For three days, Selene avoided him.
Adrian felt her absence like a wound that would not clot. He saw her at dinners, at gatherings in the garden, at the endless feasts where laughter curled like smoke—but she never turned her head toward him. Never once. Her amber eyes slid past him as if he were no more than a servant carrying a tray, or worse, a ghost cluttering the air.
He laughed to himself, bitterly, in the privacy of his chamber. Was he not a man of name, a noble with the memory of honor still clinging to his blood? Was he to be humiliated, ignored like some half-drunk boy at the door of a brothel?
And yet, when he tried to approach her, his courage melted. He found excuses to linger near her in the corridors, waiting for her glance. But Selene only walked by, her perfume lingering like a cruel caress, her hand brushing the fabric of her dress, the faintest smile tugging at the corner of her lips—not for him, never for him.
Each night Adrian lay awake, consumed. His body remembered her—the kiss in the corridor, the fever of her lips, the gentle scrape of her nails at his neck. It was not love he craved, no; it was something baser, darker. But her silence transformed that desire into torment.
At last, one evening, when the lamps burned low and shadows pressed close to the walls, Adrian saw her alone in the corridor. Her hair caught the candlelight like strands of black fire. She did not look at him.
He approached, breathless, his hand trembling at his side.
"Selene." His voice cracked. He cleared his throat. "Selene, why do you torture me with this silence?"
She did not stop. She moved past him, her shoulder grazing his arm, her face composed into that serene, mocking calm.
He seized her wrist. Desperation made his grip fierce. "Enough!" His whisper was hoarse. "Do you think me blind? Do you think me some plaything to be discarded when your amusement ends?"
Finally, she turned her eyes on him. And how cold they were! No hatred, no fire—only a calm, sharp indifference, as if she gazed not at a man but at a coin on the floor.
"You are loud, Adrian," she said softly. "Too loud."
His heart pounded. "Loud? I— I burn for you. Do you not feel it? Do you not remember?"
Selene's lips curved, not into a smile, but into something crueller. "I remember. And yet—so what?"
Her words struck him harder than any blade. His grip slackened, but he did not let go.
"You cannot treat me thus," he muttered, shaking, his voice breaking into anger. "I will not be mocked."
"Then do not mock yourself," she answered, her tone calm as the grave.
Adrian's body trembled. Rage and desire crashed together, boiling his blood. He pulled her closer, reckless, his mouth brushing hers, forcing her to feel the hunger in him. For one brief, fevered instant, she let him kiss her. His lips pressed to hers with desperation, his hand tangled in her hair.
But when he drew back, breathless, waiting for her surrender, Selene laughed. Low, sharp, merciless.

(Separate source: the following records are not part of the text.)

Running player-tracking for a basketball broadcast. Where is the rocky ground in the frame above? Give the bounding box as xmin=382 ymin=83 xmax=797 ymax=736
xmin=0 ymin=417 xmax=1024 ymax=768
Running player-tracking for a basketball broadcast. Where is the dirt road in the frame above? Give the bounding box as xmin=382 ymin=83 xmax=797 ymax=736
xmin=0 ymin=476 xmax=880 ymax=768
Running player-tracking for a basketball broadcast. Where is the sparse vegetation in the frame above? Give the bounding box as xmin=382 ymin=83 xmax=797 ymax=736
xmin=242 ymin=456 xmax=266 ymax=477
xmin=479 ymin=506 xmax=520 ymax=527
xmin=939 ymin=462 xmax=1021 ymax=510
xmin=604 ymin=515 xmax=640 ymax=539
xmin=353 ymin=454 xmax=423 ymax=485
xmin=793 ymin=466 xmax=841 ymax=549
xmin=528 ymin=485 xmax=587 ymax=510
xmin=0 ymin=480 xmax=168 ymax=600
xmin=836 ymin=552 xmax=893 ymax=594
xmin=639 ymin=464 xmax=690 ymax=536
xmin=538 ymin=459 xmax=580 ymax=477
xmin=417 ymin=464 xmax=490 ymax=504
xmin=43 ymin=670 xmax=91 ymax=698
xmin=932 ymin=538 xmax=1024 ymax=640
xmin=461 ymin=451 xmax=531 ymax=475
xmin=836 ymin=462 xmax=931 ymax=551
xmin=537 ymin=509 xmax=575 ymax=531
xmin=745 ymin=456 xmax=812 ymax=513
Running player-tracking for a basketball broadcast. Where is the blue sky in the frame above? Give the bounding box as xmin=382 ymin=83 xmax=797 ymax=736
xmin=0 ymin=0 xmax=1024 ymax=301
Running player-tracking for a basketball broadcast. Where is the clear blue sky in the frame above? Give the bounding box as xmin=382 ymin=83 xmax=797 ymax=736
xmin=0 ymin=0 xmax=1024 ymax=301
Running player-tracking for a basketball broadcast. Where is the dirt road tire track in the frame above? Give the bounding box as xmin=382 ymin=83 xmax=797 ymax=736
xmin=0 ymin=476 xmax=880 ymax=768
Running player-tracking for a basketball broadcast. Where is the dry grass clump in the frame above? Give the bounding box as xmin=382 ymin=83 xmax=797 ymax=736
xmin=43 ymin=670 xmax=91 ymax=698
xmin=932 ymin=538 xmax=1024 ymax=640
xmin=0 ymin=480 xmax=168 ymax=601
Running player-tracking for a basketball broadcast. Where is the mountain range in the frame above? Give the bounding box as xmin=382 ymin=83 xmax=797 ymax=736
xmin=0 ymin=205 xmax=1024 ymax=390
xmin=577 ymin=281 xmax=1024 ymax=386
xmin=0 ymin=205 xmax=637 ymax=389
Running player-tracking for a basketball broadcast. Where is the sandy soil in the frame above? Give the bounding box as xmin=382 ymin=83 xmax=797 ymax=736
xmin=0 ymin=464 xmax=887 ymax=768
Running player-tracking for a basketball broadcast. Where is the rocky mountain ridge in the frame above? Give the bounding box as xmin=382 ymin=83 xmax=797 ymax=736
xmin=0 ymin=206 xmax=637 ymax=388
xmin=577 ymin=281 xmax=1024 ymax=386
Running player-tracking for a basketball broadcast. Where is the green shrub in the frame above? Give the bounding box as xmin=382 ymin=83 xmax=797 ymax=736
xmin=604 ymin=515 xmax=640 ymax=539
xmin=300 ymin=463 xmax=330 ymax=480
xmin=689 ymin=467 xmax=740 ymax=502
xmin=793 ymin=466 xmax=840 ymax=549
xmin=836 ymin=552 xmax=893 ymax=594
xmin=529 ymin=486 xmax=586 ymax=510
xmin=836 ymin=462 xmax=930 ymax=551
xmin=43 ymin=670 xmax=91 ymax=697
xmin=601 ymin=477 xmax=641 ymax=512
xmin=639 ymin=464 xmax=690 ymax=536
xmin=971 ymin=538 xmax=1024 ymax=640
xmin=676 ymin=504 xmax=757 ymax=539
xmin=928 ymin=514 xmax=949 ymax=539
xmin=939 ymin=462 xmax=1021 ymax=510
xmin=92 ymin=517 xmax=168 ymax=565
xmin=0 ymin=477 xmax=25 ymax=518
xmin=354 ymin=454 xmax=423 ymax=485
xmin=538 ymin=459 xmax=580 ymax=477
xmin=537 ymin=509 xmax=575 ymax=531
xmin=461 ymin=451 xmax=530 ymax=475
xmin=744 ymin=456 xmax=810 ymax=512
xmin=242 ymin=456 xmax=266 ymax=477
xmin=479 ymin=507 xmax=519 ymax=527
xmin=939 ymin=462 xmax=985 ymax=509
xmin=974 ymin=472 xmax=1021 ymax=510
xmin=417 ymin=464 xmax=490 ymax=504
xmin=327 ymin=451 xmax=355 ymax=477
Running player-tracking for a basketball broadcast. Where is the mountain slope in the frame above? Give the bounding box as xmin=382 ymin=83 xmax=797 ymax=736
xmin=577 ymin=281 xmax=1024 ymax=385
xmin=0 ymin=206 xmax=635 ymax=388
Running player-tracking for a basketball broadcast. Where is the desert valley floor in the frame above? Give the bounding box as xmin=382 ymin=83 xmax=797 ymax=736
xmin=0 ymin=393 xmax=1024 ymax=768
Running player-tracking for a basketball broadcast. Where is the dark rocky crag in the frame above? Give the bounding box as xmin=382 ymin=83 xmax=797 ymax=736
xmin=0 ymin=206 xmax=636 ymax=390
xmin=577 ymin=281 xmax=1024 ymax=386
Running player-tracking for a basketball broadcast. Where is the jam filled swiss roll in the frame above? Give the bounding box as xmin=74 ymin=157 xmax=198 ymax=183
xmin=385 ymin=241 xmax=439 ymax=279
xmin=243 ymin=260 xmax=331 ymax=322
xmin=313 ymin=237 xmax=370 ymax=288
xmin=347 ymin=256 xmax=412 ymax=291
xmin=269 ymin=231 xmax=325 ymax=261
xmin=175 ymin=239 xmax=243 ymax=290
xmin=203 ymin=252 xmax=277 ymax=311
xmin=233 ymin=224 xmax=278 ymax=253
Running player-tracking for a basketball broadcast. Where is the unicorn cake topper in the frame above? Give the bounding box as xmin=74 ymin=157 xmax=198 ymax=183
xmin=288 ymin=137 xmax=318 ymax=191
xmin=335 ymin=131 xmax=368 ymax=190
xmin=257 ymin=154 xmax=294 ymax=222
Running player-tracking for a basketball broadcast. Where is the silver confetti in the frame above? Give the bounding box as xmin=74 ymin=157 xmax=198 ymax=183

"Poor boy," she whispered, her breath hot at his ear. "You mistake your weakness for love. And your hunger for power."
His face burned, his heart thundering so hard it hurt. He wanted to strike her, to curse her, to throw himself at her feet all at once. But she pulled away, her wrist slipping free like silk sliding from a hand.
And with a glance that was neither cruel nor tender, only detached, she turned and walked into the shadows of the corridor, leaving him shuddering, his fists clenched, his lips still burning with the taste of her.
He leaned against the wall, his whole body trembling. Shame gnawed at him. He felt like a fool, a puppet dancing on strings he could not see.
Yet beneath the shame—beneath the fury—his desire only deepened. Her silence was not absence; it was a challenge. A cruelty he could not live without.
In that moment Adrian understood something terrible: he was no longer free. His body, his heart, his soul—all were bound to her silence, her mockery, her indifference. And though he hated her, though he swore at that moment to tear himself free, he knew he would return to her. Again and again.
He staggered back to his chamber, laughing bitterly, the sound half-choked, half-mad. He whispered to the mirror:
"Selene… you will not destroy me. No—you will complete me."
And the mirror, cold and merciless, reflected back the face of a man already half-destroyed.